16. Learned counsel for the petitioners submitted that on occasions new permits are necessary to be stopped for various considerations. Reliance was placed on the decision of this Court, when this Court had an occasion to consider the Government insisting on permit holders to offer more amenities and conforts to the travelling public with regard to Fast Passengers Services. In this connection reliance is placed on the observations in para 16 in the said decision that Government has not fixed any guideline in the form of rules prescribing the requirements of vehicles to be used as Fast Passenger, Super Fast, Express, Super Express, Deluxe or Super Deluxe, observing as follows:--
"The absence of such rule leads to arbitrary grant of such permits. Therefore, we think it proper to direct State Transport Authority, Regional Transport Authorities and the State Transport Appellate Tribunal not to grant permits for Fast Passenger, Super Fast, Express, Super Express, Deluxe or Super Deluxe till the Government lay down the standard and requirements of the vehicle which can be put in use as Fast Passenger, Super Fast, Express, Super Express, Deluxe or Super Deluxe. We do so."
17. Learned counsel submitted that this Court has issued directions not to grant permits. With anxiety at my command I have considered the judgment and the observations. Firstly the observations are against the declaration of law by the Supreme Court in Mithilesh Garg's case (AIR 1992 SC 443). Secondly, the observation would not be the ratio decidendi.
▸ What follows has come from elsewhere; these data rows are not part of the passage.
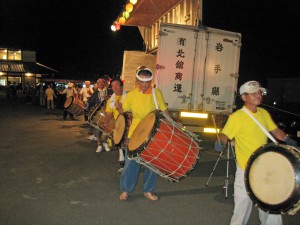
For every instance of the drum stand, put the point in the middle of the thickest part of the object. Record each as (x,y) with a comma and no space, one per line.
(230,148)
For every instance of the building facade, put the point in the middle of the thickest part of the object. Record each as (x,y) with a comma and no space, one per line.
(20,67)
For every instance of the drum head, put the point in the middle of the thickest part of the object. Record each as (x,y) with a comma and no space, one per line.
(68,102)
(270,178)
(142,133)
(120,128)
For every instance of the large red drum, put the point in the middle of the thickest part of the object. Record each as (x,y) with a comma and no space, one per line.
(272,178)
(161,145)
(97,119)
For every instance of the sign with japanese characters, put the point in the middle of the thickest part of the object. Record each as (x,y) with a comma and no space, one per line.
(197,69)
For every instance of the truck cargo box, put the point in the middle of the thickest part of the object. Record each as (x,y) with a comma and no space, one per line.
(198,68)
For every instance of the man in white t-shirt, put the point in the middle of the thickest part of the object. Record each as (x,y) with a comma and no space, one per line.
(85,93)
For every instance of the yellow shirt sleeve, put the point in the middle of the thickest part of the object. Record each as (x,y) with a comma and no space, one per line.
(141,105)
(247,134)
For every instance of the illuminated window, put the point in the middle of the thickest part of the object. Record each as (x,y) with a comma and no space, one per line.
(14,55)
(3,53)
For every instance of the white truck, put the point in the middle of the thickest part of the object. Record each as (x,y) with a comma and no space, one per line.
(197,72)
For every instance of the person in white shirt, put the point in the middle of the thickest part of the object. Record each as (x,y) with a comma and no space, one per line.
(85,93)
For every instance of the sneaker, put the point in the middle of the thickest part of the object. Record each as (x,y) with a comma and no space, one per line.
(92,138)
(107,148)
(99,149)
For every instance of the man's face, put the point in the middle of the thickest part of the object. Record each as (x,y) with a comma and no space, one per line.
(253,98)
(101,84)
(116,87)
(95,87)
(144,85)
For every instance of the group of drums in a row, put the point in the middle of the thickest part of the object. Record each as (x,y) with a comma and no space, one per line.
(163,146)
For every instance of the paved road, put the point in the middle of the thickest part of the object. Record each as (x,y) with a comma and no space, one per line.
(51,175)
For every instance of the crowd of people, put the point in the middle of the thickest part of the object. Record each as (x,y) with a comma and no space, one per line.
(106,100)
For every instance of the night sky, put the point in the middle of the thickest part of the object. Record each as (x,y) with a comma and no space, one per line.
(74,37)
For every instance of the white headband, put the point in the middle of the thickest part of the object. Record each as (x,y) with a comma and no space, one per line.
(144,79)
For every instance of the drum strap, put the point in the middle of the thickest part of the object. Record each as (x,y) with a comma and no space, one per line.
(154,97)
(261,126)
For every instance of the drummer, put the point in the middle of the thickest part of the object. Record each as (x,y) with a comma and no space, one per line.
(140,101)
(112,113)
(248,137)
(70,92)
(85,93)
(99,95)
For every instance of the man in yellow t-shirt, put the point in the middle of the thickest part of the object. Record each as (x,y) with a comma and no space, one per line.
(140,101)
(248,137)
(112,113)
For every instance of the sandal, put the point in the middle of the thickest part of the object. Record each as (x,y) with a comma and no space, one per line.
(150,196)
(123,196)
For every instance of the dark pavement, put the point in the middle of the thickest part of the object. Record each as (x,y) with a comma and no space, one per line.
(51,175)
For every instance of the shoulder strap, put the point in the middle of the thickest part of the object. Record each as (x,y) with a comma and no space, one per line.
(261,127)
(154,97)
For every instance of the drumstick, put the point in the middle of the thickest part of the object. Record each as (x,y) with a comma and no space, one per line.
(217,133)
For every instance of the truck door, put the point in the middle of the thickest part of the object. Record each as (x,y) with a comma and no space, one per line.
(175,65)
(220,72)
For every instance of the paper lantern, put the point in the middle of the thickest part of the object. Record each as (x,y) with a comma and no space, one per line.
(113,27)
(126,14)
(133,2)
(129,7)
(122,20)
(117,26)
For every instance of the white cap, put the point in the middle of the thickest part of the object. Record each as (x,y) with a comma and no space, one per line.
(251,87)
(146,70)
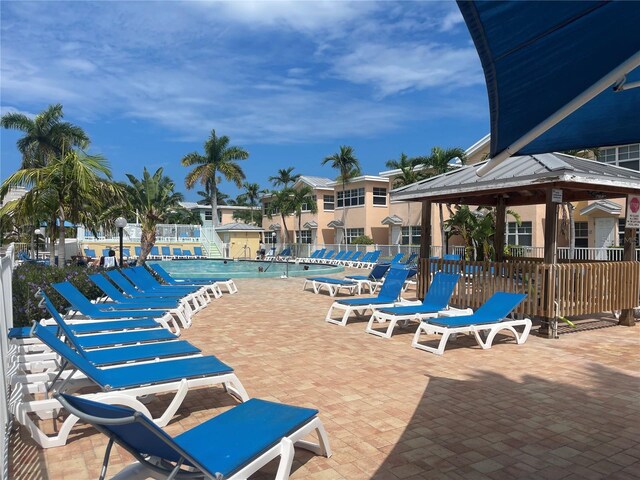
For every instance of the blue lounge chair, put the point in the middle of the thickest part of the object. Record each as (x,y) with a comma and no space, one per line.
(233,445)
(397,258)
(180,309)
(388,295)
(166,277)
(332,285)
(81,304)
(436,299)
(486,321)
(373,279)
(125,384)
Additionally the said decision of the Supreme Court does not appear to be present to the minds when Sebastian's case (1995 (1) Ker LT 421) was decided because there is no reference to the emphatic observations regarding the people oriented apporach of the Act of 1988 as declared by the Supreme Court. If the provisions of the Act are to be understood in favour of new entrants entitled to claim transport permit in time then such a direction not to grant permits, being contrary to the law declared by the Supreme Court would not be avail for consideration. Apart therefrom it is also urged by the learned counsel for the new applicants that such obervations directing the Government to frame rules, trade on the absent advisory function of the Court. At any rate, in view of the above discussion it is not possible to continue the interim orders even for a minute in such a situation.
For the above reasons all the three petitions stand dismissed and interim orders that are passed stand vacated forthwith and the authorities would be free to deal with the situation within their own rights and powers under the Act.